What is known about the topic

  • Low-renin hypertension is common and affects one in three patients with hypertension.

  • The underlying disease process for a large proportion of patients with low-renin hypertension is largely undefined and the optimal treatment is not known.

What this study adds

  • Our systematic review and meta-analysis found that in low-renin hypertension, treatment with mineralocorticoid receptor antagonists lowered systolic blood pressure to a greater extent compared to commonly used first-line antihypertensive agents such as angiotensin-converting enzyme inhibitors and angiotensin receptor blockers, and to a similar extent when compared to epithelial sodium channel inhibitors.
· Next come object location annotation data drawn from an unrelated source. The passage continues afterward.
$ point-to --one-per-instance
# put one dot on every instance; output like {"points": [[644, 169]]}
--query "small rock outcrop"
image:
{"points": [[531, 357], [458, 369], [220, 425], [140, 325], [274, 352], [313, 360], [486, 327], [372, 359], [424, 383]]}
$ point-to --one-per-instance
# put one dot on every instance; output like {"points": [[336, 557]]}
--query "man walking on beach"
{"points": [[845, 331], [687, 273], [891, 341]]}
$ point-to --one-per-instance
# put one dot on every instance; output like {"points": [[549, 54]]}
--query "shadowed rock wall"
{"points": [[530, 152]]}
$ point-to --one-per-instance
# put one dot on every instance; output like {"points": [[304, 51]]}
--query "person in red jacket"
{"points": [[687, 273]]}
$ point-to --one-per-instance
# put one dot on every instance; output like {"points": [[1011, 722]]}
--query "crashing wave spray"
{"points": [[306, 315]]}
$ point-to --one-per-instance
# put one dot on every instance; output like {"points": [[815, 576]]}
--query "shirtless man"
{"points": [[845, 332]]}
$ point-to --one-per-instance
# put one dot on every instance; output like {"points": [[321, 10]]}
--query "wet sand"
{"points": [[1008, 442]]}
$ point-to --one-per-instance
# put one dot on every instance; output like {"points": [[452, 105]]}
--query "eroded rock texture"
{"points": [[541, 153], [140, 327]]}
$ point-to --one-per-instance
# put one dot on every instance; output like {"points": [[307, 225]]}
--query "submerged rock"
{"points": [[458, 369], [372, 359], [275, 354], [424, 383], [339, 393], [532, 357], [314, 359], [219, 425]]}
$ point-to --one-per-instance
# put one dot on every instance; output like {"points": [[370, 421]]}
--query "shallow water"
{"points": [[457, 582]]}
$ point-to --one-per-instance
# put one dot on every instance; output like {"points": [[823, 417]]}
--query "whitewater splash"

  • As such, targeted treatment with mineralocorticoid receptor antagonists should be considered in people with low-renin hypertension and epithelial sodium channel inhibitors may be considered as an alternative treatment.

  • Results of our meta-analysis suggest that the underlying pathophysiology in a large proportion of people with low-renin hypertension is one of excess salt, volume expansion and/or mineralocorticoid receptor activation.